Unlike other retail sectors, the nature of fashion makes a robot takeover impossible, argues Victoria Nightingale, retail and consumer partner at executive search firm Bailey Montagu.
With self-service checkouts having become an integral feature of modern supermarkets and consumers increasingly forgoing the high street in favour of online shopping, it is no secret that the retail industry is being increasingly disrupted by technology.
The tech-driven transformation of retail looks set to continue. The 2019 Harvey Nash/KPMG CIO Survey, the largest technology leadership survey in the world, revealing that UK retail is set to lose more than half a million jobs to robots.

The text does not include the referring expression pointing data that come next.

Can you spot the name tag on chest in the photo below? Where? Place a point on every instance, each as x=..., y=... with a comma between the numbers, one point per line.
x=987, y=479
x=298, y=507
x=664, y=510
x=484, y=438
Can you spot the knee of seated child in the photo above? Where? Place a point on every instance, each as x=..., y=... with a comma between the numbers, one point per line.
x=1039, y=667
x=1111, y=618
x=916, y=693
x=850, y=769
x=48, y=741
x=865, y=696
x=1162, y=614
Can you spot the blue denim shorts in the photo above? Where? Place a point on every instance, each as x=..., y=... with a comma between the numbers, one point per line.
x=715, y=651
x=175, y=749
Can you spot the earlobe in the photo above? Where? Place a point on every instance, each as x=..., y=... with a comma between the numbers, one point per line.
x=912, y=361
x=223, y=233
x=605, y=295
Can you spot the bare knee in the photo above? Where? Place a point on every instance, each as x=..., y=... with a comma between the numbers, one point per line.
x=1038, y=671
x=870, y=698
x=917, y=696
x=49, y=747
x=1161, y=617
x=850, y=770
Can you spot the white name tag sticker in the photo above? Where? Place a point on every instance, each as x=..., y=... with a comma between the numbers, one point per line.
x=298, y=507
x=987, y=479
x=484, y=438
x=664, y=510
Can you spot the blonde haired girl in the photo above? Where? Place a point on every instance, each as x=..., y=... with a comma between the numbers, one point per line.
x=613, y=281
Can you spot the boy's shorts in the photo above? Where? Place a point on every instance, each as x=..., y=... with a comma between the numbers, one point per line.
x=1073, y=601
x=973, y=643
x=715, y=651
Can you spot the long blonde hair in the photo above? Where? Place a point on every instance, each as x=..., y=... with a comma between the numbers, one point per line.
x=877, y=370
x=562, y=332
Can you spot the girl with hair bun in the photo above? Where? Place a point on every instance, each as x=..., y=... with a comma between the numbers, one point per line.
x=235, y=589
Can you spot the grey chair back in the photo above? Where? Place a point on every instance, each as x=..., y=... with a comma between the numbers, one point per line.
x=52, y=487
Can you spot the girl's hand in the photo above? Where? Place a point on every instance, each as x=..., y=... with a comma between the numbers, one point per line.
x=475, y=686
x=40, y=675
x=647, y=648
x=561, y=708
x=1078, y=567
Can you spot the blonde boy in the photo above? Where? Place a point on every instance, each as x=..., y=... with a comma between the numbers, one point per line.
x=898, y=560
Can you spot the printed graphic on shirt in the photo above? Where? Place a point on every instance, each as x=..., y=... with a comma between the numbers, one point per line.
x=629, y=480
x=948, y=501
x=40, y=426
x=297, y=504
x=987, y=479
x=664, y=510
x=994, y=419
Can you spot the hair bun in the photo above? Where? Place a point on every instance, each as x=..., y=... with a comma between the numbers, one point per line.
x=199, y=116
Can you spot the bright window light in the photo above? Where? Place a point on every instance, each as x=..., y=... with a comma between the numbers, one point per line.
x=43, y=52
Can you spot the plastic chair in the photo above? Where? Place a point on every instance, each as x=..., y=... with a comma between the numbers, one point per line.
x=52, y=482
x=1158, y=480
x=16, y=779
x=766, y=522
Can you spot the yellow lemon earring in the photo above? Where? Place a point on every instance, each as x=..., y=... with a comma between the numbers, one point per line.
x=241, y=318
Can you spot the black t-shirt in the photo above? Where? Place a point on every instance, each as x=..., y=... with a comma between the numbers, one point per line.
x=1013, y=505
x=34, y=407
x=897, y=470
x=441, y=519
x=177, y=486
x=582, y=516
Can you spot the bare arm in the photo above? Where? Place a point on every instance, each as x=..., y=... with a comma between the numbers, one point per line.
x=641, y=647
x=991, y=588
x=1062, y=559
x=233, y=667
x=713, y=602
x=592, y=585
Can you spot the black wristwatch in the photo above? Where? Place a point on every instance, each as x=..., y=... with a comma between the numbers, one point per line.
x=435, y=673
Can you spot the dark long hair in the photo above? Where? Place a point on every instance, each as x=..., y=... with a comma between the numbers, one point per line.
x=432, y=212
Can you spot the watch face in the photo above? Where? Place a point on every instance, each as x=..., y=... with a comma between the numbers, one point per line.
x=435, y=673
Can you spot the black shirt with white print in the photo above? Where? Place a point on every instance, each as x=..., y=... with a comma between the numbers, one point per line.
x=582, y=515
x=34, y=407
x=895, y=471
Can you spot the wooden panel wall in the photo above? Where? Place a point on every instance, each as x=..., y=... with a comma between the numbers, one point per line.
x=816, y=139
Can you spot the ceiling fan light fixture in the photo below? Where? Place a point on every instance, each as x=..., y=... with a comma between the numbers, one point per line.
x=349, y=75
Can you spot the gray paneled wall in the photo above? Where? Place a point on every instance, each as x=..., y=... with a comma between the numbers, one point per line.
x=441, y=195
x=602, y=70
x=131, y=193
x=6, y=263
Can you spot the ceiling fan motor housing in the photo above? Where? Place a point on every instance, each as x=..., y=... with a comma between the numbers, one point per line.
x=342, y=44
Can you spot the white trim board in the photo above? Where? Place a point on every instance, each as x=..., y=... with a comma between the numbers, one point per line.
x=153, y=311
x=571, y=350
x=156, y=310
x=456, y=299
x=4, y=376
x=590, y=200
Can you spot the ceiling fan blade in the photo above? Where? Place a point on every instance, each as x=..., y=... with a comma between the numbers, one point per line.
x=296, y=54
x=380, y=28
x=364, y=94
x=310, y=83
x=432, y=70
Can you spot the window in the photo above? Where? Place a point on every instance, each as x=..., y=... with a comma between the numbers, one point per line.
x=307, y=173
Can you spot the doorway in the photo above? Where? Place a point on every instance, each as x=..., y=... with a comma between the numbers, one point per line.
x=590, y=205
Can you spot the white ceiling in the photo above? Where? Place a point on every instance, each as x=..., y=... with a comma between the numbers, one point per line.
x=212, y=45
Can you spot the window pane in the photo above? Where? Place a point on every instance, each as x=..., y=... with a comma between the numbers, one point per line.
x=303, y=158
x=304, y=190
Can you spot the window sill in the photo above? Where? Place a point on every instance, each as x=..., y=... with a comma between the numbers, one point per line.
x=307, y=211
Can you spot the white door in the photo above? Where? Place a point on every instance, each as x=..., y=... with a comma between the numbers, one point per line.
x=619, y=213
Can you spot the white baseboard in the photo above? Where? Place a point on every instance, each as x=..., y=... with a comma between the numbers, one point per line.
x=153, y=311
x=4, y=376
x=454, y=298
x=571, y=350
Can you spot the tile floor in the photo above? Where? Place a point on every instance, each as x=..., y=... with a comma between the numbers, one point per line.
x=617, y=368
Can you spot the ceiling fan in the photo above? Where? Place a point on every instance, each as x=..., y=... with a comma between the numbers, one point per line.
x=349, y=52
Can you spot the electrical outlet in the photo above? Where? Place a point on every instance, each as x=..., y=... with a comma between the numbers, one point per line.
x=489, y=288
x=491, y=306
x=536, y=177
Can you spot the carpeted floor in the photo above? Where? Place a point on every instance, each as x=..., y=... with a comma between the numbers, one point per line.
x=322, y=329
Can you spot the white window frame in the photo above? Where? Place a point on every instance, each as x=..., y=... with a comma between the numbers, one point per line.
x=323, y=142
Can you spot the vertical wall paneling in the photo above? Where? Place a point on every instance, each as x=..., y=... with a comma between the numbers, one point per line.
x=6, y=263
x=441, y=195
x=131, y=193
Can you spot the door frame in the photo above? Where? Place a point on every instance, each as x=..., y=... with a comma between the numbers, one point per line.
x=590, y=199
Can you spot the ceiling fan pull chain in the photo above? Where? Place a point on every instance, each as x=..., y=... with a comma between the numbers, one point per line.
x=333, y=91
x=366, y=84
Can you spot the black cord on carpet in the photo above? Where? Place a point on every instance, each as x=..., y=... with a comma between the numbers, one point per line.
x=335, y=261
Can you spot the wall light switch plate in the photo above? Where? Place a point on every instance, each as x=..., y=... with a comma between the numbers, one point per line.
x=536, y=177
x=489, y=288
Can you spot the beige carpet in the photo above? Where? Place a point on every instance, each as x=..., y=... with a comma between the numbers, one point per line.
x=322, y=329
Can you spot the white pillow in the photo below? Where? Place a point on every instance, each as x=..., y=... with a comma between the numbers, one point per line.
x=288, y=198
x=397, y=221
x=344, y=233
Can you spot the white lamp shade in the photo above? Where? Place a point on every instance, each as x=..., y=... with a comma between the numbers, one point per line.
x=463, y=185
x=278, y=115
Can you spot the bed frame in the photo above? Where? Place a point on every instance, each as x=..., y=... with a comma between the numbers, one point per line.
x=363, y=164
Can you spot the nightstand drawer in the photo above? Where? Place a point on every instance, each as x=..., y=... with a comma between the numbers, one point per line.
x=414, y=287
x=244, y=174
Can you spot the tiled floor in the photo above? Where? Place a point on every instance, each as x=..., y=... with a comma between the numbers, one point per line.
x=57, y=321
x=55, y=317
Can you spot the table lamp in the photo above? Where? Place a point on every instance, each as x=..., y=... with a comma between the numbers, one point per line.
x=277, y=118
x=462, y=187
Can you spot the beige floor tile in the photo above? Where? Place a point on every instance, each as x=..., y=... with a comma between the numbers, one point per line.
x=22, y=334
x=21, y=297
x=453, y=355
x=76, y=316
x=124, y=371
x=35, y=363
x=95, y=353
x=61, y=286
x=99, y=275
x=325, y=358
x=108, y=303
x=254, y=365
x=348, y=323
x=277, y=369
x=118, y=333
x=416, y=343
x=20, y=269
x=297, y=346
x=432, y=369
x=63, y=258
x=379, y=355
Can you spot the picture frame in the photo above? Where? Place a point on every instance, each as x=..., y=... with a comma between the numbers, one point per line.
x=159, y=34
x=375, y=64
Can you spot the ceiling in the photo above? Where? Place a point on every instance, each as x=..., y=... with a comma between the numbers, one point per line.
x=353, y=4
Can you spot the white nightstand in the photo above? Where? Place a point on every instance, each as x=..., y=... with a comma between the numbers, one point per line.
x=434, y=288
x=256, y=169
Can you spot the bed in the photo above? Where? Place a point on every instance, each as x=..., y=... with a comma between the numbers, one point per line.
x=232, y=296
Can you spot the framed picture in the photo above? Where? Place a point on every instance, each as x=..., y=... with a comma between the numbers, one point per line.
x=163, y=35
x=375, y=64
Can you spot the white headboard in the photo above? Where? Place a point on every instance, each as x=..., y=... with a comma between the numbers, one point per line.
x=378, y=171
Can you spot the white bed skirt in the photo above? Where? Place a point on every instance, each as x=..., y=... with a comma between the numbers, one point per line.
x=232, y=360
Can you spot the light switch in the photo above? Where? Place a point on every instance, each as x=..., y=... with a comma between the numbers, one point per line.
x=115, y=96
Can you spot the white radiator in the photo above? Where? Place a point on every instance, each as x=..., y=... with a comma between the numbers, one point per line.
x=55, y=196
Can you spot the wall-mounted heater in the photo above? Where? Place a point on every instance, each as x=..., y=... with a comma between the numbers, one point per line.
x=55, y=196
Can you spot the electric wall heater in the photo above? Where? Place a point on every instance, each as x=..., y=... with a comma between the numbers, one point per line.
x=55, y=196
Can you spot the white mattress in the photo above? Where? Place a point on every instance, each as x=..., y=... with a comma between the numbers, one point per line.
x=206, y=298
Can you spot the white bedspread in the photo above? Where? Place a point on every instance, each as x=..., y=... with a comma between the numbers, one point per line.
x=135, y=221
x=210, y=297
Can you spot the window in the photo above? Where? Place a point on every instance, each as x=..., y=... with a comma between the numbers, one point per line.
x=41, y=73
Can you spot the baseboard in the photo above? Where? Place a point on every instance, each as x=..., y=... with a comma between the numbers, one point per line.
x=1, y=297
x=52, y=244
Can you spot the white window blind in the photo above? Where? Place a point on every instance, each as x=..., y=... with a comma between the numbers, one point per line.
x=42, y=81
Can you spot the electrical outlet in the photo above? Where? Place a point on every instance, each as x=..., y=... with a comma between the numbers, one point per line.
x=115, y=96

In contrast to supermarkets and electronic stores, however, fashion is one aspect of retail that is less predisposed to robots fully taking over the jobs of humans. Here are three reasons why:
Fashion is inherently personal: one person’s tastes can be entirely different to another’s. Therefore, a human element of retail is required in both trend and product decisions, as well as on the shop floor, where human assistants help consumers find products to match their individual tastes.
The “traditional” way of buying fashion items – finding and touching a product, and trying it on before deciding whether or not to make the purchase – is void from online shopping.
It could be argued that the need to visit high street stores, have face-to-face interaction with shop assistants and experience the personal nature of shopping, means machines will never fully surpass the human element of shopping for fashion items.
Great fashion design comes from the inspiration, creativity and talent of fashion designers. Robots might be able to cut and sew fabric, and artificial intelligence algorithms might be able to predict style trends, but when it comes to designing clothing, the human touch is still irreplaceable.
Getting the right mix
The savviest of fashion retailers are getting the mix right between using innovative technology and maintaining traditional retail practices delivered by people.
For example, using clever AI algorithms can help retailers tailor product recommendations and create collections consumers want to buy. AI-powered tools can help fashion retailers manage inventory in a more streamlined and efficient manner.
Asos uses AI “Fit Assistant” technology, which involves a platform that goes through a database of item information and purchase histories, to find the right fit for a customer. H&M uses AI and data to analyse receipts, and keep popular items well stocked.
However, Primark is a well-known fashion store on the high street of virtually every city in the UK, yet it has no ecommerce operation. Is this evidence that customers still love the thrill of finding a great item on a shopping trip?
Zalando, the European ecommerce retailer, is astutely combining technology and tradition. The company was founded by start-up and technology-savvy individuals, who realised their systems and processes did not include a human element to decide trends. Subsequently, Zalando went on to hire people with diverse retail backgrounds (F&F, M&S, Hunkemoller, Matchesfashion and Adidas) into their product teams.
To fulfil the omnichannel demand, and to help streamline data and operations, the shrewdest of retailers are appointing those with technology skills to help create innovative products and systems, as well as those with the creativity, inspiration and personability to reach out to the “softer”, more human side of fashion.